Without realizing it, many Catholics have breathed in a false understanding of their own faith. They have accepted “inadequate or mistaken views of the Gospel that have developed within Christianity,” as well as many modern errors that lurk in our culture. He speaks of a “syncretistic, postmodern ‘anti-Gospel’” that has infiltrated even the ordinary believer’s habits of thought. 

Indeed, we are not dealing (even within our own ranks) with people who share the same general vision but disagree at the margins. No, the Church is now facing a culture that doesn’t share and often outright rejects her foundational principles. We’re using different operating systems. Thus, the Church’s need to proclaim a metanoia, which is not just a change of behavior but a change of thinking, of how one sees the world and one’s place in it.

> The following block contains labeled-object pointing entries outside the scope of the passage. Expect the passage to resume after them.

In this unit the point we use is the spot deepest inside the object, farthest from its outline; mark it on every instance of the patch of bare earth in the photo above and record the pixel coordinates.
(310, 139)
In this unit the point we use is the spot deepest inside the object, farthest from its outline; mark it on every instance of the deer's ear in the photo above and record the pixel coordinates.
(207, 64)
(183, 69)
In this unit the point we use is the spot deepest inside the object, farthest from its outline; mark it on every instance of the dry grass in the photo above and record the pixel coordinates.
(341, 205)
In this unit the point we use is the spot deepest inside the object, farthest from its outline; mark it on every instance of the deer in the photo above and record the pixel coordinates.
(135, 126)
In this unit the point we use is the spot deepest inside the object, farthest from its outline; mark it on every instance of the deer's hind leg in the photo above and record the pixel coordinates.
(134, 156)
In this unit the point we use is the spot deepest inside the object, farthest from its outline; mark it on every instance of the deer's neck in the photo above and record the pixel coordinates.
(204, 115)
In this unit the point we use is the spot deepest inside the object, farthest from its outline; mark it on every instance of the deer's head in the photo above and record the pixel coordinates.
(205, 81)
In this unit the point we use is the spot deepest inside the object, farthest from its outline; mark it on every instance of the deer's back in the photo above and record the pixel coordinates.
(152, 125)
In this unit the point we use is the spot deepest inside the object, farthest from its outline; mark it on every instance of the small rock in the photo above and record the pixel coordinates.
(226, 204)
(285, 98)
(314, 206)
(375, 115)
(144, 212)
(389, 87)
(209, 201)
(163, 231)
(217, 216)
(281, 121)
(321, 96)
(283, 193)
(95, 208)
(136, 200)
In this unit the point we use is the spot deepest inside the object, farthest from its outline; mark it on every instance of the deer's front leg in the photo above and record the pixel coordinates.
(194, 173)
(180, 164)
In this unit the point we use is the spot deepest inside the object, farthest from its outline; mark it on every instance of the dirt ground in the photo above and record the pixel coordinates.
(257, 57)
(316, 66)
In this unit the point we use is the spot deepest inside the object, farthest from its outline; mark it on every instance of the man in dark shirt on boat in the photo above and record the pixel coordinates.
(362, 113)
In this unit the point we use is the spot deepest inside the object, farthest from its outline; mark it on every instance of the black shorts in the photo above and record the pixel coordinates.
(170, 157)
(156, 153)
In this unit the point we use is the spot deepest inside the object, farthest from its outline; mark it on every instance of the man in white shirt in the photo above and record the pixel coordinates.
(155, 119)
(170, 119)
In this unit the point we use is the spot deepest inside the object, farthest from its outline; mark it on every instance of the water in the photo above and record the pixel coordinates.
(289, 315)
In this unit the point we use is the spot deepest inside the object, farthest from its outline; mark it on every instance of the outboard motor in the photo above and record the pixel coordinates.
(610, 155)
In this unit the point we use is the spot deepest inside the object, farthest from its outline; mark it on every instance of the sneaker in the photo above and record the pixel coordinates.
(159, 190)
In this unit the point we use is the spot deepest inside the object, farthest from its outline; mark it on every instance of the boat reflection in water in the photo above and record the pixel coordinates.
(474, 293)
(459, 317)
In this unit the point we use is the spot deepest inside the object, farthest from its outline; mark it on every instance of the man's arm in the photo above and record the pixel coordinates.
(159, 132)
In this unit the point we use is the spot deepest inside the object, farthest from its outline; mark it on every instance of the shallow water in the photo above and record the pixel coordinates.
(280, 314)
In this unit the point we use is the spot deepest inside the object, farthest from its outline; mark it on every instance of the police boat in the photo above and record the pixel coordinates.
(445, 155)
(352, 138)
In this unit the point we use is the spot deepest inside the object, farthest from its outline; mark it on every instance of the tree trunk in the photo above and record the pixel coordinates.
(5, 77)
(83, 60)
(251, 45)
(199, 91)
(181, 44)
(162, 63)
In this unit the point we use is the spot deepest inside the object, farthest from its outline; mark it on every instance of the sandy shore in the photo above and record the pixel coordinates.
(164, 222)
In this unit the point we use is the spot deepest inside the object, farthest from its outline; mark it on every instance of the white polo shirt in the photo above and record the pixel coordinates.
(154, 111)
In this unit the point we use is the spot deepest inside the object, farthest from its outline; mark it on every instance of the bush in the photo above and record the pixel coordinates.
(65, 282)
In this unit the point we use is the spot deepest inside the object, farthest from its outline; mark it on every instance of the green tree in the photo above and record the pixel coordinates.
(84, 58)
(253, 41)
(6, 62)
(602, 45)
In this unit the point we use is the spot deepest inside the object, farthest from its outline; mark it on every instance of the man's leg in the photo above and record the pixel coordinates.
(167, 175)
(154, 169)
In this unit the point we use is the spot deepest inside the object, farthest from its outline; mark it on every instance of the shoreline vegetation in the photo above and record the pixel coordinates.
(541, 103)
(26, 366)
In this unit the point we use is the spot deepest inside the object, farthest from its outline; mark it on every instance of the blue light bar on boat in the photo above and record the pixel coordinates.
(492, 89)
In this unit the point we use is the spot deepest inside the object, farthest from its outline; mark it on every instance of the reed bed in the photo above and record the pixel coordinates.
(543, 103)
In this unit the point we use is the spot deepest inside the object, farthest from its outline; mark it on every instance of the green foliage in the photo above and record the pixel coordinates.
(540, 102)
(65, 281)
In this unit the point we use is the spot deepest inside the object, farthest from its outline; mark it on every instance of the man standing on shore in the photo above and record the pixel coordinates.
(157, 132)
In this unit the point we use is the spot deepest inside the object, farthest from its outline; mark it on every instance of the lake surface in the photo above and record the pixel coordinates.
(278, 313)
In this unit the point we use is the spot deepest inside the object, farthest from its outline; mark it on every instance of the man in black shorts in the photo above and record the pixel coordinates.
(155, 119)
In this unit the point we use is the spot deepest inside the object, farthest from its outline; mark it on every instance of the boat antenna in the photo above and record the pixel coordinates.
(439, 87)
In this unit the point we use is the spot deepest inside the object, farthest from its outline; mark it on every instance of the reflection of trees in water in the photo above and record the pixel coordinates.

Not surprisingly, then, Father Vaverek describes the Christian life as ongoing metanoia. Indeed, the Christian life cannot be static. It is one of continued repentance, renewal and growth. Without awareness of that truth, the faithful become susceptible to trends and fads This syncs with the emphasis recent popes have given to the Church’s missionary identity, that without that sense of mission she loses a sense of who she is. There is no standing still in the Christian life. Either we’re continuing our metanoia or we’re falling prey to other ideas.

Second, Father Vaverek frames this rediscovery in nuptial terms. He describes all of reality — from the creation of the world to its consummation — in nuptial terms. 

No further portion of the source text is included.